La numismatique est d’abord et essentiellement la science qui étudie les monnaies. On lui rattache aussi toute une série d’objets monétiformes, comme les jetons ou les médailles, qui restent plutôt rares pour l’Antiquité. Peuvent également entrer dans son domaine d’étude les objets ayant remplis le rôle de monnaies, les coquillages nommés cauris. Néanmoins, dans tout le monde antique « classique », ce sont les monnaies au sens où nous l’entendons traditionnellement qu’étudient les numismates.

Fonctions du numismate

Le premier travail du numismate consiste donc à dater, localiser l’atelier, classer les monnaies, et à constituer des corpus les plus complets possibles. Mais les monnaies fournissent des informations bien plus diverses qu’une simple (bien que très précieuse) datation.

Les monnaies peuvent être étudiées pour toutes sortes de raisons. Elles nous font connaître des personnages dont nous n’avons par ailleurs aucune autre trace ou une simple mention littéraire (pour des usurpateurs romains par exemple). Elles peuvent porter la trace d’événements historiques, ou de monuments historiques. En raison de leur grand nombre, elles constituaient un moyen de propagande unique en son genre. Elles intéressent également les historiens de l’art. Enfin, ce n’est pas leur apport le moins important, elles constituent bien sûr une source extraordinaire pour l’histoire économique, surtout pour des sociétés qui ne nous ont pas laissé de textes, comme les Celtes ou des textes que nous avons perdus. On peut, grâce aux trouvailles, reconstituer la circulation monétaire, les volumes émis, la durée de circulation, l’aire de circulation, etc.
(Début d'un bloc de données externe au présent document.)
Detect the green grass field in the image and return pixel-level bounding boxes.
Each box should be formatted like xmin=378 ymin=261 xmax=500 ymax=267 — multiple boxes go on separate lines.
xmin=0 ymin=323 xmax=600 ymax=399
Les monnaies isolées et en trésor

Les monnaies retrouvées en contexte archéologique sont de deux catégories : isolées, ou en trésor. Le premier travail consiste toujours à identifier la monnaie, quelle qu’elle soit. Mais les informations que l’on peut en tirer et les études que l’on peut mener ne sont pas les mêmes selon qu’elle appartient à la première ou à la deuxième catégorie.

Comme son nom l’indique, une monnaie isolée est une monnaie retrouvée seule (il faut savoir que l’on parle de trésor à partir de deux monnaies), perdue par leur propriétaire. Si les couches n’ont pas été perturbées, les monnaies isolées fournissent de bons marqueurs chronologiques, qui peuvent être très précis, notamment dans le cas des monnaies romaines.
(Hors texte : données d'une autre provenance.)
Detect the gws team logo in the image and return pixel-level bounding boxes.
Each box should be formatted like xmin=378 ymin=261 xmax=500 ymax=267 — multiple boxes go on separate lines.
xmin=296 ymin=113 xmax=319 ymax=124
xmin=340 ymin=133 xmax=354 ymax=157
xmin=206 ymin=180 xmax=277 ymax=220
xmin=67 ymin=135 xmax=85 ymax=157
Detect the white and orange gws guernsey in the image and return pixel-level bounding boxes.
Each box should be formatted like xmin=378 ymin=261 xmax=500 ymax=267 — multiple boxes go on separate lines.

On traite un trésor de manière toute différente. On essaie de dater l’enfouissement avec le plus de précision possible. Les informations qu’il peut fournir sont de différentes natures.

Les méthodes employées pour dater sont diverses. Il y a bien sûr l’étude des trésors et des monnaies trouvées en fouille, datés le plus souvent par des facteurs extérieurs. Les monnaies peuvent être datées les unes par rapport aux autres, grâce aux types connus et aux monnaies épigraphes datées. On peut également utiliser les surfrappes, ainsi que l’étude des prototypes. Pour établir la chronologie des séquences d’émission, on pratique la liaison de coin (cf. schéma). Le classement par style peut être utile, il faut néanmoins s’en méfier un peu, et ne pas y superposer des jugements de valeur esthétiques (cette superbe monnaie grecque ne peut appartenir par son style qu’à l’époque classique… alors qu’elle est du II° siècle).

Liaisons des coins

On dit que deux pièces sont doublement liées si elles ont même droit et même revers ; elles peuvent aussi être liées simplement par le droit ou par le revers ; la liaison est dite indirecte si une pièce est liée par un coin à une autre qui est elle-même liée à une troisième par l’autre face.

Les méthodes employées pour la localisation sont plus ou moins les mêmes. C’est bien entendu l’étude des lieux de trouvaille qui est la plus importante. Les rares trouvailles de coins monétaires sont aussi tout à fait essentielles.

On ne peut faire de l’histoire économique à partir des monnaies qu’une fois que la datation et la localisation ont été menées à bien.

Les analyses chimiques ne sont à mener une fois que tous ces travaux typologiques et que tous ces questionnements « classiques » sont terminés. Il faut au préalable avoir établi avec soin ce que l’on recherche, afin de déterminer la méthode à utiliser, et cela pour pouvoir obtenir les résultats les plus probants.